A pesar de recordarlo como una pequeña meca cultural, me sorprendió ver, ya como adulto lector, que esa variedad literaria que percibía de niño se había convertido en otra cosa. Al sitio no se le puede reprochar nada en lo absoluto; se mantiene en pie con valentía en la difícil tarea de vivir de los libros en Venezuela. Sin embargo, la insistencia de los clientes en conseguir libros de autoayuda me abrumó un poco.
Revisé una estantería y vi algunos títulos de la editorial Seix Barral que ahora no recuerdo, pero que me parecieron interesantes. Revisé otra zona con los “libros más leídos” y ahora la autoayuda y la “formación financiera” me devolvieron la mirada.
En ese momento vino a mí aquel debate tan polémico sobre la importancia de seleccionar bien los libros que se leen. He tenido la oportunidad de hablar con libreros que me aseguran que esos títulos mantienen en pie a los ejemplares de verdadero interés literario y que son una especie de mal necesario. No puedo contradecirlos; ese es su negocio y ellos lo conocen mejor que nadie. Aunque —quizás por mi inmadurez y el idealismo juvenil—, yo me niego a resignarme. No. Venezuela no puede convertirse en una sociedad devoradora de libros vacíos.
Consciente de lo controversial de tal afirmación, me veo en la necesidad de aclarar: no está mal consumir autoayuda, lo que sí está mal es limitar todas las lecturas de la vida a ese nicho, cuyo objetivo principal es dar respuestas al lector. Y he allí la diferencia crucial entre una cosa y otra; la literatura tiene la virtud de, además de entretener, sembrar preguntas en el lector que fomentarán el desarrollo de su pensamiento crítico.

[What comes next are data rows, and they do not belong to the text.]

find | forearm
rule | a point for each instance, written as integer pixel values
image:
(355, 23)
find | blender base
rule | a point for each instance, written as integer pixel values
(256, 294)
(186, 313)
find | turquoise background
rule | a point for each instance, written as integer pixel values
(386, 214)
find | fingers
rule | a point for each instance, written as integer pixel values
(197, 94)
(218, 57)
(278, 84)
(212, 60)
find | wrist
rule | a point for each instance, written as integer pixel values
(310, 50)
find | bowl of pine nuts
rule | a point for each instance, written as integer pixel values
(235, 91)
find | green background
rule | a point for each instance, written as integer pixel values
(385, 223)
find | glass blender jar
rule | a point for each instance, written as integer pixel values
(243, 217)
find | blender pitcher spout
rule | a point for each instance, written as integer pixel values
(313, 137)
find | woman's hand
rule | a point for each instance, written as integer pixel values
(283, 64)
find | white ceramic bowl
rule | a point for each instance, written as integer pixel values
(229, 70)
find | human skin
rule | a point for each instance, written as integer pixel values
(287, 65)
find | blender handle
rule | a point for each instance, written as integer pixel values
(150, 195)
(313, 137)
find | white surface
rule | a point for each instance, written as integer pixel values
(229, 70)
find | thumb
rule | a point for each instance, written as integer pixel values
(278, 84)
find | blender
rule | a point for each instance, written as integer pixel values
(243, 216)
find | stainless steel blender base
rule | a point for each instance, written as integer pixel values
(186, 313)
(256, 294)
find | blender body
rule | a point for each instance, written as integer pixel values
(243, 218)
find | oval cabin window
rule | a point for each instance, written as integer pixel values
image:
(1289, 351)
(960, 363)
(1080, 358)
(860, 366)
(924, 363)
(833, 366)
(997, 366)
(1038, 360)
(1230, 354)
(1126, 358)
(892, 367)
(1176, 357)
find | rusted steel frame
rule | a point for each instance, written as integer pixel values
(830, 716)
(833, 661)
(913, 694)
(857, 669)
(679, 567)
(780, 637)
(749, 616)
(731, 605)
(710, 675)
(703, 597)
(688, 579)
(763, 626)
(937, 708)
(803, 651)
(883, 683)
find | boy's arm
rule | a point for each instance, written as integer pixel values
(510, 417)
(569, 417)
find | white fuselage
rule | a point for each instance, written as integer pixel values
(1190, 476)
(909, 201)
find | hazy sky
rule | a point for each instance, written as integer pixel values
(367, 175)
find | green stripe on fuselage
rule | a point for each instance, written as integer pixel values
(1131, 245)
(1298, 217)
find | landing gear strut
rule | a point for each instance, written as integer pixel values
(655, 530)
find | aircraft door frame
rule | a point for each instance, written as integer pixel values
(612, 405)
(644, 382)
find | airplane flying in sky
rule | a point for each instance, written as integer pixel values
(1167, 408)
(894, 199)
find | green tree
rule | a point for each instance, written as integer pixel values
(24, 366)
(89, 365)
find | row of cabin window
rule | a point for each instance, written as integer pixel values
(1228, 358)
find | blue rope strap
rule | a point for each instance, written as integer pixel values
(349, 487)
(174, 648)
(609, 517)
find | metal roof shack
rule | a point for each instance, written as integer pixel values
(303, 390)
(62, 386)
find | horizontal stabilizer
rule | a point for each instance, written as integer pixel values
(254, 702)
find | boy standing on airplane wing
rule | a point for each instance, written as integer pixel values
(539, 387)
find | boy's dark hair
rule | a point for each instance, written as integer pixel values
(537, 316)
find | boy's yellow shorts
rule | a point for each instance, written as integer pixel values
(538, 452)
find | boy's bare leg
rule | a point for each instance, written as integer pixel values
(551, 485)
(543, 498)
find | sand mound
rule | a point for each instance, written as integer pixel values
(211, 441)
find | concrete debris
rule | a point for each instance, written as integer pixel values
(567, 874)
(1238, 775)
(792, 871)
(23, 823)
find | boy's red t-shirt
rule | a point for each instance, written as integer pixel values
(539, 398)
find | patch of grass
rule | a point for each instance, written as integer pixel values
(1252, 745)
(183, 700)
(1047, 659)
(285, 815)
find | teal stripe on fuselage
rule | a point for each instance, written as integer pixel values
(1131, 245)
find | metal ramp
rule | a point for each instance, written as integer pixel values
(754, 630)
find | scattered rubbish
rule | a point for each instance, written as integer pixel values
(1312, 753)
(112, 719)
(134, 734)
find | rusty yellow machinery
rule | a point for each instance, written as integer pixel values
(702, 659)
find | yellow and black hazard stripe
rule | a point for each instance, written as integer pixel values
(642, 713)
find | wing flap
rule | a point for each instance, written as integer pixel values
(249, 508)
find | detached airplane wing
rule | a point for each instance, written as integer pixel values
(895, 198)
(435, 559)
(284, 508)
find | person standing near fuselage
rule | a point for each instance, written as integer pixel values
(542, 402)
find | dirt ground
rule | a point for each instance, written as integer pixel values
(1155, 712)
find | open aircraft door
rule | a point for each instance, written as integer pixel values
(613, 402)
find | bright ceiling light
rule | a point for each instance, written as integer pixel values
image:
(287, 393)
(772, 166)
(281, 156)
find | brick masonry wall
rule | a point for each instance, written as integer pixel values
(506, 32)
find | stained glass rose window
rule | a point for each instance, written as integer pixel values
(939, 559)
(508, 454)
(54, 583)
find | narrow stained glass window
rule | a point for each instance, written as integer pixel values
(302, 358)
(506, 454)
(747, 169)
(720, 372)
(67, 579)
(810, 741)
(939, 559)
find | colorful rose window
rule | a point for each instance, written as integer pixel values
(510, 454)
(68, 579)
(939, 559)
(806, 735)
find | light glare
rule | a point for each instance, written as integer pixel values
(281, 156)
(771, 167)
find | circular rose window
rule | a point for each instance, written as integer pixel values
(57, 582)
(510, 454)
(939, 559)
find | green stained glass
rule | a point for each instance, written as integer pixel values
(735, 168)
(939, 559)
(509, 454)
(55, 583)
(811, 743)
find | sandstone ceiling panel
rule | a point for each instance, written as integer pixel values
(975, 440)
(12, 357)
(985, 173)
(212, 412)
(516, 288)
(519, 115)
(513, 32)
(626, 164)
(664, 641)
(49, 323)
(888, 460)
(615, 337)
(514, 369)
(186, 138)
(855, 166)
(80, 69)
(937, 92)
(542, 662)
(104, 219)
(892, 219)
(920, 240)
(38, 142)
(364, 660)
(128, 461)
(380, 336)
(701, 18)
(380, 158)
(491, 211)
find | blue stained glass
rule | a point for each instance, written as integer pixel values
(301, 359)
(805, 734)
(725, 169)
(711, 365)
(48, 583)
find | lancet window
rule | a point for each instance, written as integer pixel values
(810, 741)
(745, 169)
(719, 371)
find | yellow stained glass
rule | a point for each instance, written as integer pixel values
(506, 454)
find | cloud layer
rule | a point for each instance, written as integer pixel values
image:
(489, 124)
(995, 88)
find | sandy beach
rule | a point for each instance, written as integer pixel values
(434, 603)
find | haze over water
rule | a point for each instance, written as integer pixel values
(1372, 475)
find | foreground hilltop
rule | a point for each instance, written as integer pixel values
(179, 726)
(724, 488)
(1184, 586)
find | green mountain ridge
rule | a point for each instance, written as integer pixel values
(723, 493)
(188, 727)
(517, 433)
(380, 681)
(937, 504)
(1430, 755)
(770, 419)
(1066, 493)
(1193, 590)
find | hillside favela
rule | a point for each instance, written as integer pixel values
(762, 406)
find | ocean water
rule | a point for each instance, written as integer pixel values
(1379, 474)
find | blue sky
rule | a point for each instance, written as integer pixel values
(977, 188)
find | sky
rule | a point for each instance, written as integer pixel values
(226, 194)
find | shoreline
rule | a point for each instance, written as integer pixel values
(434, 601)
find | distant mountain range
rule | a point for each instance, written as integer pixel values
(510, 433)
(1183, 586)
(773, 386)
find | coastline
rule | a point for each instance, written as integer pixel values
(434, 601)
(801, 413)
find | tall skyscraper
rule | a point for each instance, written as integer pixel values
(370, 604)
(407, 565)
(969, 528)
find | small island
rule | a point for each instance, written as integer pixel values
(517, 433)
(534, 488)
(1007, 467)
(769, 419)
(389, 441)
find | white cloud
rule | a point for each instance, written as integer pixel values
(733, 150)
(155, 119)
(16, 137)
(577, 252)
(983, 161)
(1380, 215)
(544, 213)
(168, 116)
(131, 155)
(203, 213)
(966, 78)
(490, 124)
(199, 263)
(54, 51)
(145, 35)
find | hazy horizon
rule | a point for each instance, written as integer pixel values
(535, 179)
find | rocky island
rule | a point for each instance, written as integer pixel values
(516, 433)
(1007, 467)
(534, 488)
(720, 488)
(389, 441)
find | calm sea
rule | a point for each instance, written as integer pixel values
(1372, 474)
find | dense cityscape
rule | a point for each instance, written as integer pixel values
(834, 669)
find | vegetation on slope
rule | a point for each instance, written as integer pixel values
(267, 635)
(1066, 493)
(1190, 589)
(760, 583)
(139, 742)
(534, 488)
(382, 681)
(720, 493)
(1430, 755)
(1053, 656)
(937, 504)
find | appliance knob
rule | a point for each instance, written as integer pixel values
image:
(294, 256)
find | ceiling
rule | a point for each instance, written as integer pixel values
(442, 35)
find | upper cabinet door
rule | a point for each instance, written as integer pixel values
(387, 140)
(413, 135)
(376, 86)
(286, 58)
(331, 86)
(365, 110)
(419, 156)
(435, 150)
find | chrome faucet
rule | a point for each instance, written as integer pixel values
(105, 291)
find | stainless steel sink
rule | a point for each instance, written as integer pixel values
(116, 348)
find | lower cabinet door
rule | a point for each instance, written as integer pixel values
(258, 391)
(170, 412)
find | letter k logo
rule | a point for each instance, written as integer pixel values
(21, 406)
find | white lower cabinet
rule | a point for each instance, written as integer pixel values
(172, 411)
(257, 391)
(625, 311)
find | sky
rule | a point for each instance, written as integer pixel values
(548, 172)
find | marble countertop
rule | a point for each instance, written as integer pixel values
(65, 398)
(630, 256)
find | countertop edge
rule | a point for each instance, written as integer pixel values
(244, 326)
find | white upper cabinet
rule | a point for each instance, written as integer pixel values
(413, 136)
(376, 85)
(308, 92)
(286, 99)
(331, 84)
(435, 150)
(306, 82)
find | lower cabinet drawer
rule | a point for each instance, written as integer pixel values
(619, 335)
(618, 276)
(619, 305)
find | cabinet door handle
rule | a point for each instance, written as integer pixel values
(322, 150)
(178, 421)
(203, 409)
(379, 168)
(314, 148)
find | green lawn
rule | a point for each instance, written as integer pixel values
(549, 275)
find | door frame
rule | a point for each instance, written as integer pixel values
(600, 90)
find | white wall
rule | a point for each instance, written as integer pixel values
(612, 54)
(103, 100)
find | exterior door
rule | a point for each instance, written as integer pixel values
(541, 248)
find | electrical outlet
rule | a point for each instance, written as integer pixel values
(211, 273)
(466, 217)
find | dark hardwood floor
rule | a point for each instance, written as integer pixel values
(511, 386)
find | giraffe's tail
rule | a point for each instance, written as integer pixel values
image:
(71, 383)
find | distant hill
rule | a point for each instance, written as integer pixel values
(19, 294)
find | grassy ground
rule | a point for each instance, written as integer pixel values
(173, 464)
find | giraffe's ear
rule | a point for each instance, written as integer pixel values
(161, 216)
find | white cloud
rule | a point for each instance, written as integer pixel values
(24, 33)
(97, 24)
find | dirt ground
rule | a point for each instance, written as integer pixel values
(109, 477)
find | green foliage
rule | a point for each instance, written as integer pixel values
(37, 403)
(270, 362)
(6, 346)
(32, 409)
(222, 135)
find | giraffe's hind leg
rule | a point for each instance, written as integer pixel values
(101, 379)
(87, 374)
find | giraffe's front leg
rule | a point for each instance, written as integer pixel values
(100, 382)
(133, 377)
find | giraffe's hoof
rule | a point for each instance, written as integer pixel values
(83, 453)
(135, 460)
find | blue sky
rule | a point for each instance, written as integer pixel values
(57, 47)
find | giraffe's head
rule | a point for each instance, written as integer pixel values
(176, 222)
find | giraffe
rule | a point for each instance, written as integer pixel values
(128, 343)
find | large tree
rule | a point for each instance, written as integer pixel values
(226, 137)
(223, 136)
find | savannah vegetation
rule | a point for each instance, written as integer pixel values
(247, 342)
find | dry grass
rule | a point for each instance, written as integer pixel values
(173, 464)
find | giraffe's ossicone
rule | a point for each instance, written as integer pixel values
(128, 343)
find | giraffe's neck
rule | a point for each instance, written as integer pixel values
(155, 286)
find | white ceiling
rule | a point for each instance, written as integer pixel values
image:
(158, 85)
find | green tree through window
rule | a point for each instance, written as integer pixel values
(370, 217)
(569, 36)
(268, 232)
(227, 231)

No basta con conocerme, también debes conocerte a ti y a tu entorno, y preguntarte qué aspectos de tu vida merecen ser cuestionados —gritan las obras de los buenos autores, mientras las otras ofrecen promesas que no siempre se pueden cumplir; una búsqueda por El Dorado moderno en forma de Lamborghinis, yates y una felicidad insostenible.
Y es que en esta carencia Venezuela también se desangra, porque la sociedad necesita referentes de altura que sirvan como modelo para construir un país mejor. Gente conocida por pensar antes de actuar y no al revés. En esta circunstancia, llevarse un libro de Borges, Gallegos o García Márquez se convierte en un acto verdaderamente revolucionario, porque contradice un Status Quo que nunca debió instalarse.
En fin, dimos un par de vueltas por la librería y nos marchamos. Como buenos lectores jóvenes, no teníamos dinero sino para comprar los ejemplares de segunda mano que nos llevamos más adelante.